Barrages du Maroc août 2026 : taux de remplissage, baisse estivale et situation de l'eau

Une mise à jour des réserves nationales des barrages marocains début août 2026 : taux de remplissage par bassin, pourquoi les niveaux baissent pendant la canicule estivale, comment 2026 se compare à l'année de sécheresse 2025, et ce que ces chiffres signifient pour l'eau potable, l'irrigation et les mois à venir.

Mohammed Essalhi
Vue aérienne d'un grand réservoir marocain en été, montrant les lignes d'eau en recul pendant la baisse estivale

Barrages du Maroc août 2026 : taux de remplissage, baisse estivale et situation de l'eau

Après des années de sécheresse redoutable, 2026 aura été l'année où les réservoirs marocains ont enfin pu respirer. Les pluies abondantes de l'hiver et du printemps ont porté les réserves nationales à leurs niveaux les plus élevés depuis un demi-siècle. Mais l'été fait payer son tribut : la même canicule qui a déclenché la vigilance orange de début août puise aussi dans les barrages. Voici où en sont les barrages du Maroc début août 2026, pourquoi les niveaux baissent à cette période, et ce que cela signifie pour les mois à venir.

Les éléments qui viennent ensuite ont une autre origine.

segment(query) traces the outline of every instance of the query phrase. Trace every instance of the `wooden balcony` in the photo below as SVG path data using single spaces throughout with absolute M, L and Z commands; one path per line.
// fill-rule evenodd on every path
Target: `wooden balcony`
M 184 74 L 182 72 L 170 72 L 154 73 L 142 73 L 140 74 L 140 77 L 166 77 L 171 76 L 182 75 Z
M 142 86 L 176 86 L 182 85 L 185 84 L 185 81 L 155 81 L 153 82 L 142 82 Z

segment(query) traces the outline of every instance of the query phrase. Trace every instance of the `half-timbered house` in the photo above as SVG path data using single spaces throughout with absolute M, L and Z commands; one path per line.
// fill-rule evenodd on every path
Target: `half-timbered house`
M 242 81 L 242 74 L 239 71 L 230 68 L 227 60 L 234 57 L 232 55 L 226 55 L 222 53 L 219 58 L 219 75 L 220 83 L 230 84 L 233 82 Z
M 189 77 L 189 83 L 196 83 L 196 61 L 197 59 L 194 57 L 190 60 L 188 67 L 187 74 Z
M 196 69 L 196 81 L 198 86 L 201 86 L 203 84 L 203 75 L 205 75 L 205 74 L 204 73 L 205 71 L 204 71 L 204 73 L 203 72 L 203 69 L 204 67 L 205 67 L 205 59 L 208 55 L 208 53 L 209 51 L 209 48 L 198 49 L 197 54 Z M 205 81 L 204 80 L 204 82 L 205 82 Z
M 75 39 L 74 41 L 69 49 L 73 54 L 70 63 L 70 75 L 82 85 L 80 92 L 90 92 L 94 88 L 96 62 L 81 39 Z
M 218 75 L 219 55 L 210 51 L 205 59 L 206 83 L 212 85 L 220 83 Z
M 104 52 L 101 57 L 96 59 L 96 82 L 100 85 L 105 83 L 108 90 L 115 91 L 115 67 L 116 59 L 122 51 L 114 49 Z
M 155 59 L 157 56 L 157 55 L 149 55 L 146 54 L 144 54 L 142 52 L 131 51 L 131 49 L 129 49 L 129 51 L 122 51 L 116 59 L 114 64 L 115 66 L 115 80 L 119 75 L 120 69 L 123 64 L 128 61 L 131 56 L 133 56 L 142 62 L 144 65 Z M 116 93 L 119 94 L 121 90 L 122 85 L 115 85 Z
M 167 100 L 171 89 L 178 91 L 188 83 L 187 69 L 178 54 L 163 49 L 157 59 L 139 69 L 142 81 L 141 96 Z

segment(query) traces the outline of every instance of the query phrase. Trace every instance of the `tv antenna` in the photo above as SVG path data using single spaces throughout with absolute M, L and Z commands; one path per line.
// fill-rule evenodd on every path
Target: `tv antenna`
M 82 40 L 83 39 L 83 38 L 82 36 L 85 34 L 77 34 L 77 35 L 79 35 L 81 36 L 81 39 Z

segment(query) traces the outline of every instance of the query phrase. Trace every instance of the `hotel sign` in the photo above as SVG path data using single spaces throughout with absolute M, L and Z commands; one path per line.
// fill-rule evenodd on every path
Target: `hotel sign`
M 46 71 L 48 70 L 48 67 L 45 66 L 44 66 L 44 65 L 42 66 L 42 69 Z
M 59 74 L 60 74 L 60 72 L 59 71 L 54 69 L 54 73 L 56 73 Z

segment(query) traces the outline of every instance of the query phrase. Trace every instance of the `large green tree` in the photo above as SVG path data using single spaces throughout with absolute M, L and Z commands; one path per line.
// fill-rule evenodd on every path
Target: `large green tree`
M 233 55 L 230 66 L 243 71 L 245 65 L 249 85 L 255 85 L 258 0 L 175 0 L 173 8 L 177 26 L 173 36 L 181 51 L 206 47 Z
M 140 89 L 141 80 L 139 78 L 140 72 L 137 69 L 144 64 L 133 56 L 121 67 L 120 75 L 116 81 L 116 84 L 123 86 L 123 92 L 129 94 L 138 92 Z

Pour l'histoire d'un seul réservoir stratégique, consultez notre guide du barrage Tiddas, et pour le contexte hydrologique plus large, notre analyse de la situation du bassin du Sebou.

La situation nationale : reconquête, puis déclin estival

L'année hydrologique 2025-2026 a été exceptionnelle. Après avoir frôlé un plus bas pluriannuel près de 8 milliards de m³ (environ 48 % de remplissage) en janvier 2026, les réserves ont grimpé fortement avec les pluies d'hiver et de printemps, culminant à environ 76 % (environ 12,9 milliards de m³) à la mi-mai. En juin et juillet, le taux a légèrement décliné, l'évaporation et la demande d'irrigation commençant à mordre.

À la mi-juillet 2026, le taux de remplissage national s'établissait à environ 72 %, soit environ 12,2 milliards de m³ d'eau stockée. Début août 2026, la tendance est clairement à la baisse - le chiffre a glissé vers 70 % - et la vague de chaleur en cours, avec 44 à 47 C sur le sud et l'intérieur, accélère ce déclin par l'évaporation intense, l'envolée de la demande en eau potable et en climatisation, et les prélèvements d'irrigation qui se poursuivent.

Le message principal est rassurant par rapport à l'an dernier, mais sans motif de complaisance : le Maroc est dans une position bien plus forte qu'à l'été 2025, mais la baisse estivale est bien réelle et la prochaine saison des pluies est encore éloignée.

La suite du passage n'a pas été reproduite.